Second, when it comes to 2023 and the drive to push people to vote, we must also acknowledge the elephant that is not only in the room but also sitting on our laps: the quality of the candidates and what they represent. For now, we have four visible candidates: one is Atiku Abubakar of the PDP; Peter Obi of the Labour Party; Bola Tinubu of the All Progressives Congress, and Rabiu Kwankaso of the New Nigeria Peoples Party. Of all of them, the only one who can make me leave my house on election day is Obi. For others, especially the sides of the same rusted coin called Atiku and Tinubu, you might as well choose between being eaten by a wolf or a hyena. Obi is not a revolution but he is an antidote to the looming necrocracy that will befall Nigeria if one of the candidates of the old guard wins.
Third, there are no issue-based elections in Nigeria and that is a big issue for some people. Our election campaigns insalubriously revolve around personality cults and sentiments. Given how much Nigerians have suffered in the past seven years of the regime of the President, Muhammadu Buhari (retd.), one would have imagined people would not be so cheaply swayed by the primal sentiments of ethnicity and religion but here we are, debating religion and region as if we are pairing wine with food. Make no mistake, identity issues are essential. There is no known set of voters in the world who shun identity politics to vote “rationally.” All politics is the politics of identity. Humans everywhere are tribalistic and will always respond to certain sentiments. Emotionalism was why the despoiled victims of the APC could be persuaded to overlook how they have been systematically robbed over the past two decades and get them to support a candidate like Tinubu. Really, how better could you have summoned the necessary disaffection for one Yoruba candidate against another without sorting people into emotional camps? By moralising the issue and creating narratives that will elicit emotional reactions.
That same tendency for emotional manipulation is currently at work now that the APC faces the choice of a Muslim-Muslim presidential ticket. They are saying religion should not supersede competence. Coming from people who campaigned to choose a presidential candidate with a deteriorating health condition, they cannot convince any reasonable person they know what “competence” means?

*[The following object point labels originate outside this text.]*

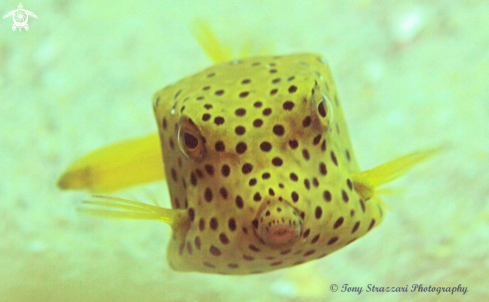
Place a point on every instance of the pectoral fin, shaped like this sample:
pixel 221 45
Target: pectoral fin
pixel 365 183
pixel 116 166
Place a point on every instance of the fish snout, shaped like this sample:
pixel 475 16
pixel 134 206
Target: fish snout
pixel 278 224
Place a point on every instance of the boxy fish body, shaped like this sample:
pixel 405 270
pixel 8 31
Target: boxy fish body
pixel 258 153
pixel 259 164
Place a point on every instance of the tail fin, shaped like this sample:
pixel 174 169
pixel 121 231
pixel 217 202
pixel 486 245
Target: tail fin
pixel 116 166
pixel 365 183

Besides, after months of waging the campaign of an RCCG-fication (aka Christianisation) agenda against presidential aspirant Yemi Osinbajo, religion suddenly does not matter? We seem to have come a long way from the alleged agenda of mafiasation of the Nigerian political sphere by the Redeemed Christian Church of God (and which must be resisted). These ever-duplicitous collective now insist that adjoining Tinubu with a Muslim vice does not matter since his wife is a member of the RCCG. The agenda has now been downgraded to mere tokenism but you can be certain the exploitation of sentiments will continue further as we approach election day. For millions of Nigerians out there, who see through all the politics of cynical manipulation by a self-serving elite and their regular dupes, there is no point in wasting time and energy on voting. None of the “issues” being debated by the hucksters jockeying for juicy positions represent their realities in any way. They might collect their PVC to satisfy the Father Gogwims on election day of this world but you can bet that on election day itself, they will never show up anywhere.